Yaşadığımız toplumun işleyişini sağlayan kurallar silsilesi sonuç bakımından her zaman tartışmaya açık pozisyondadır.

Kuralları koyan ve uygulayan otorite ile etkilenenlerin yaşamdaki karşılıklarının bulunup bulunmaması, hem sosyal refah bakımından, hem de ahlaki erozyona tabi olup olmamak bakımından sosyal barışa etki eder.
Buraları biraz eşelemek lazım ki spora etkisine de sağlıklı bir şekilde bulabilelim.

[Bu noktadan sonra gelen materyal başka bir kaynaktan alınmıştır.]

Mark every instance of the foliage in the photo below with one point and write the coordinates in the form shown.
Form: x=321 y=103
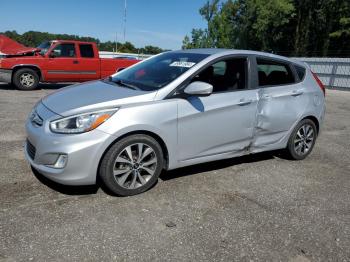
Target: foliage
x=33 y=38
x=287 y=27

Sosyal ve sınıfsal çelişkileri yaşamayan bizler, yönümüzü, pratikteki analizlerle bir şekilde olması gerekeni bulmaya çalıştık.

Özellikle sermaye grubunun burjuvazi kültürüne hiçbir şekilde sahip olmaması, onların devlet destekli tüccar kültürüyle büyümesine neden olmuştur.

Sanayileşmenin yaşatacağı çelişkilerle kendi iç dinamiklerinin oluşmasını sağlayan kültür bir demokratik yapıyı içermesi gerekirken, devlet merkezli yatırımların zorunluluğu, tam tersi tüccar kafalı ve bireysel çıkarları düşünen birtakım iş adamı modelleri ortaya çıkardı.

Devlet olanakları onları yöresel birer figür haline getirirken, dünyaya entegre olma ve küresel bir sürecin parçası olma kaygıları asla olmamıştır. Siyasi ilişkiler ve haksız rekabet avantajları, onları kurumsal zihniyetten ve prensiplerden her zaman uzak tutmuştur.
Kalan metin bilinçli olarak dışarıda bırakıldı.